Updated

Stephen Johnson (search), President Bush's nominee to head the Environmental Protection Agency (search), won overwhelming approval Wednesday from a Senate committee -- but still could have his confirmation blocked by a Senate Democrat.

Johnson, the acting EPA administrator, cleared the way last week for Wednesday's committee vote by agreeing to Democrats' demands that he cancel plans for a controversial study using children to measure the effect of pesticides.

By a 17-1 vote, the Senate Environment and Public Works Committee sent Johnson's nomination to the full Senate for consideration. But the lone dissenter, Sen.
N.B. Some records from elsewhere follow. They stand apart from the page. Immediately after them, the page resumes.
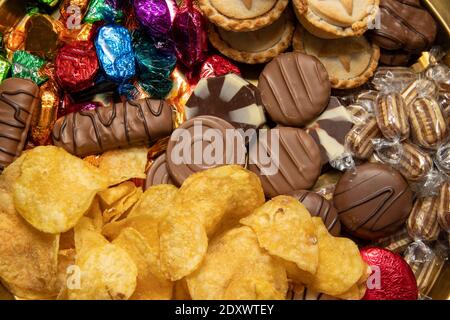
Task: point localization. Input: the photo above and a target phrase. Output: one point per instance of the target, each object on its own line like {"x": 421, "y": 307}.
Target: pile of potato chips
{"x": 82, "y": 229}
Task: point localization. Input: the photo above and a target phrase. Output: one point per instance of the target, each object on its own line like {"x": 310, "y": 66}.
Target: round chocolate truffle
{"x": 158, "y": 174}
{"x": 286, "y": 159}
{"x": 203, "y": 143}
{"x": 295, "y": 89}
{"x": 227, "y": 97}
{"x": 372, "y": 202}
{"x": 318, "y": 206}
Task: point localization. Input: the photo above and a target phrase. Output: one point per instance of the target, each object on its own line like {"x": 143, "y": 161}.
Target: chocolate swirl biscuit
{"x": 359, "y": 139}
{"x": 373, "y": 201}
{"x": 423, "y": 223}
{"x": 404, "y": 25}
{"x": 428, "y": 124}
{"x": 18, "y": 100}
{"x": 121, "y": 125}
{"x": 392, "y": 117}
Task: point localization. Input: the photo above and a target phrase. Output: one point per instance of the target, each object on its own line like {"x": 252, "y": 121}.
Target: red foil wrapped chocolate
{"x": 189, "y": 34}
{"x": 216, "y": 66}
{"x": 76, "y": 66}
{"x": 391, "y": 279}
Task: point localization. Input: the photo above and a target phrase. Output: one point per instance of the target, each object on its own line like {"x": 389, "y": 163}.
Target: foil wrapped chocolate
{"x": 154, "y": 16}
{"x": 189, "y": 34}
{"x": 76, "y": 66}
{"x": 104, "y": 10}
{"x": 115, "y": 52}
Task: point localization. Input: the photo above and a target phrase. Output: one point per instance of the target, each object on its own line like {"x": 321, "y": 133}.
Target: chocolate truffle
{"x": 372, "y": 202}
{"x": 121, "y": 125}
{"x": 318, "y": 206}
{"x": 158, "y": 173}
{"x": 18, "y": 100}
{"x": 406, "y": 25}
{"x": 287, "y": 160}
{"x": 227, "y": 97}
{"x": 295, "y": 89}
{"x": 329, "y": 130}
{"x": 202, "y": 143}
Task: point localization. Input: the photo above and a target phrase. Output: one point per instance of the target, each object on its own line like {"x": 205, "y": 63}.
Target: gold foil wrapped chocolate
{"x": 46, "y": 113}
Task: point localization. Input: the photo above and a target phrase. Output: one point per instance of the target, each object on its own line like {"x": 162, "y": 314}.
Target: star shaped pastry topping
{"x": 342, "y": 52}
{"x": 248, "y": 3}
{"x": 347, "y": 4}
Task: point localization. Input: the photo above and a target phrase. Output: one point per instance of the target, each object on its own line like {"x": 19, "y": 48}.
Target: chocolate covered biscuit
{"x": 121, "y": 125}
{"x": 18, "y": 100}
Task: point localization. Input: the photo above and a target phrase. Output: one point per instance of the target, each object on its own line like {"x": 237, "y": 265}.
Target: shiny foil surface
{"x": 397, "y": 281}
{"x": 115, "y": 52}
{"x": 189, "y": 34}
{"x": 77, "y": 65}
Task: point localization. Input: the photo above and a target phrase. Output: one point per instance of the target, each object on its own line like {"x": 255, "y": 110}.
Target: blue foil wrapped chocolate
{"x": 115, "y": 53}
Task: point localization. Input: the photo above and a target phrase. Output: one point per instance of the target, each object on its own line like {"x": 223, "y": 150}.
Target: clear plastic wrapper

Thomas Carper (search), D-Del., said the Bush administration was still blocking his requested studies on how to cut pollution from power plants.

"If Steve Johnson is to be an effective administrator, he needs to be unfettered by this administration," Carper told the panel. "To get the right legislation, we need to get good, timely technical data."
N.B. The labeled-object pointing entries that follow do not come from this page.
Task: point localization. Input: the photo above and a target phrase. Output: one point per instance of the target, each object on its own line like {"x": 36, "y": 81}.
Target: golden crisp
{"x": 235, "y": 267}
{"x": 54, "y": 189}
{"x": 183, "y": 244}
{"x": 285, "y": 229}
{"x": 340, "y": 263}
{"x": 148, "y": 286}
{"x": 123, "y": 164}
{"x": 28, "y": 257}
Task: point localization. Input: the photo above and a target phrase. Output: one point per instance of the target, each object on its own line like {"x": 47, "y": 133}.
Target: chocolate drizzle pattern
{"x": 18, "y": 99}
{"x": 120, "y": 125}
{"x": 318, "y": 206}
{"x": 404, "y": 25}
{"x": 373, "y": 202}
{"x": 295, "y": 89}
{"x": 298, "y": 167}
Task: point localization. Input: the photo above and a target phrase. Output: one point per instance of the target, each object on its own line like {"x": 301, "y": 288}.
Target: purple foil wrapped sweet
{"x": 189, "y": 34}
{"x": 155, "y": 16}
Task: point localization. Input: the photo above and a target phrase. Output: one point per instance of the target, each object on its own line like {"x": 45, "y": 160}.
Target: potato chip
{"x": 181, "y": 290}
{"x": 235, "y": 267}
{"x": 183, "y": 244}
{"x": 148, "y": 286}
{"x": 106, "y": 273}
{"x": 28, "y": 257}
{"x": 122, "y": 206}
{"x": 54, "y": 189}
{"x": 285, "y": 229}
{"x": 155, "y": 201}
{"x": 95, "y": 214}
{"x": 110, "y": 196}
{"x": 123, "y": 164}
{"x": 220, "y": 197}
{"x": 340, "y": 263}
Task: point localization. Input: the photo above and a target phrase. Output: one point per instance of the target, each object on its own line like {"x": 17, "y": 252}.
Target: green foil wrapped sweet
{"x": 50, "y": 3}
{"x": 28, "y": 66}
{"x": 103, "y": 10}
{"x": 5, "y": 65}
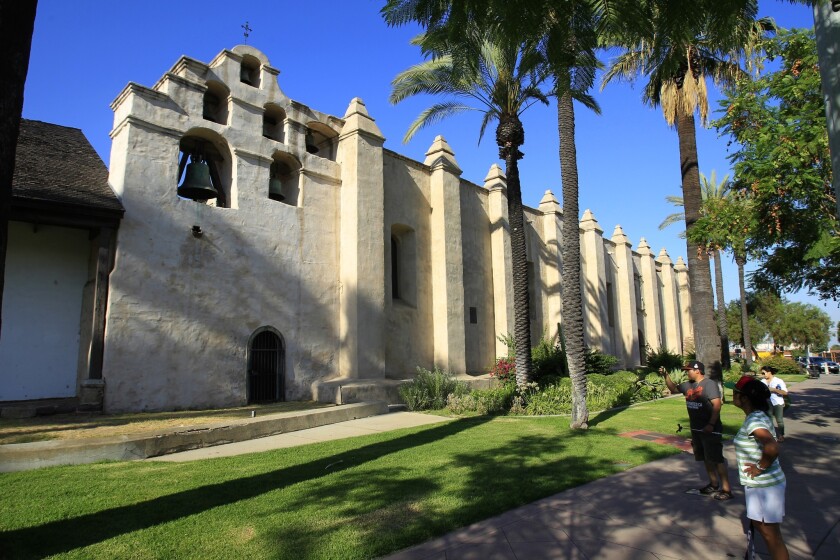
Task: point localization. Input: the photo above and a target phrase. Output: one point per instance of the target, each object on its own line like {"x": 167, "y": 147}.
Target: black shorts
{"x": 707, "y": 447}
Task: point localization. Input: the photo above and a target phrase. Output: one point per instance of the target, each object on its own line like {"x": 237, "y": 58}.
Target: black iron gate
{"x": 265, "y": 368}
After the hearing, Carper's spokesman, Bill Ghent, confirmed the senator was seriously considering whether to block a Senate vote on Johnson's nomination, by using the power all senators have to hold up the confirmation of a nominee. Carper hoped to speak with Johnson later Wednesday.

"He's keeping his options open as far as blocking the nomination," Ghent said.

Sens. Barbara Boxer, D-Calif., and Bill Nelson, D-Fla., had demanded the cancellation of the pesticide study. Over the study's two years, EPA had planned to give $970 plus a camcorder and children's clothes to each of the families of 60 children in Duval County, Fla., in what critics of the study noted was a low-income minority neighborhood.

Boxer said she voted for Johnson despite misgivings on a number of EPA policies.

"I am still very troubled by the EPA's direction on human test studies," she said. "I have great reservations about Johnson's nomination, but I'm going to go with my hopes, not my fears."

Johnson has been a career EPA employee for about 25 years and is the first person with a science background to be nominated the lead the agency. Johnson would succeed Mike Leavitt, who left the agency in January to become head of the Health and Human Services Department.